Именно в тех землях поползновения устроиться с неофициальным интимом как можно легальнее глубоко пропитывались на все лады возвышаемым кодексом феодальной чести.

Его когда-то негласно вводили под знаком неписаного корпоративного права странствовавшие и оседавшие в замках бесшабашные рыцари и землевладельцы, и уже с той поры из него всё в большей степени выглядывал немалый урон.

Ущемлёнными до крайности оказывались мужья, жёнам и пассиям которых позволялось перебирать и менять любовников как им могло заблагорассудиться и лелеять в себе ту неудержимую их распущенность, какую всем полагалось принимать снисходительно и всепрощающе. Модель поведения для мужьёв предусматривалась хотя и сильно схожая с этой, но и своеобразная.

Обращения к справедливости им обязательно требовалось увязывать со строгой нормой защиты породной чести. А это в высшей степени усложняло сведение счетов с появлявшимися отовсюду любовниками их женщин, а также и с самими неверными женщинами, когда в наказание или в устрашение как тем так и другим годились бы средства вроде суровых назидательных объяснений или даже физических воздействий – пощёчин или серьёзных побоев.

Речь могла идти только о картеле – вызове обидчика (и лишь одного – мужского – пола) на поединок или дуэль с соблюдением правил исключительной сословной вежливости и с применением смертельного оружия, рапиры или меча, а – на это решались очень и очень редко.

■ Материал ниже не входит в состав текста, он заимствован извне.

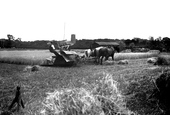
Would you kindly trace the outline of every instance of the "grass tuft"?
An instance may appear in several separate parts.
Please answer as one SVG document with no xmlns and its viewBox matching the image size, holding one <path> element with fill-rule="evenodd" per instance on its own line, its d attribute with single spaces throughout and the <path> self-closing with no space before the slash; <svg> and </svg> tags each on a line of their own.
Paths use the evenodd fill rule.
<svg viewBox="0 0 170 115">
<path fill-rule="evenodd" d="M 45 115 L 128 115 L 118 82 L 112 76 L 105 76 L 97 83 L 81 88 L 65 88 L 48 92 L 43 100 L 41 114 Z M 89 88 L 92 88 L 89 90 Z"/>
</svg>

Предпочитали молча сносить позор от изменниц и от вероломства их сторонних обожателей, а заодно и – соответствующие светские сплетни, как бы не замечая очевидного, и в результате большинство мужей, а в немалых случаях – уже и женихов или наречённых обрекалось на восполнение презренного племени рогоносцев…

Будучи поставлен в условия, когда выбирать ему не приходилось, Алекс, готовясь к предстоящему ночному визиту к нему Ани, был тем не менее не склонен принимать их, досконально в них не разобравшись.

Что значит ни о чём не беспокоиться?

Даже о том, что могло быть связано с присутствием слуги?

Проговорившись, тот мог представить его встречу с девушкой перед жильцами дома и даже дворней в каких угодно вольных интерпретациях и намёках.

По своему статусу тот, конечно, обязан держать язык за зубами, но ведь гарантии этому нет никакой. Сплетни могли дойти до столичного света, а мало ли их там разносилось о нём по любому, даже мелочному поводу, неизменно доставляя ему досаду и раздражение? Нет, оставлять слугу не годится.

Отсылая его отдыхать вплоть до завтрака и сказав ему, что во всём управится сам, Алекс, однако, чувствовал неловкость от ущемления той его свободы, какою должны были быть обоснованы другие его действия и намерения. Ладно, не всё шло как бы он хотел со ссудой и с сочинением стихов.

Но не мог же он забыть о вещах не менее серьёзных и едва ли не главных на данный момент, поскольку они впрямую касались его порядочности и достоинства – как дворянина.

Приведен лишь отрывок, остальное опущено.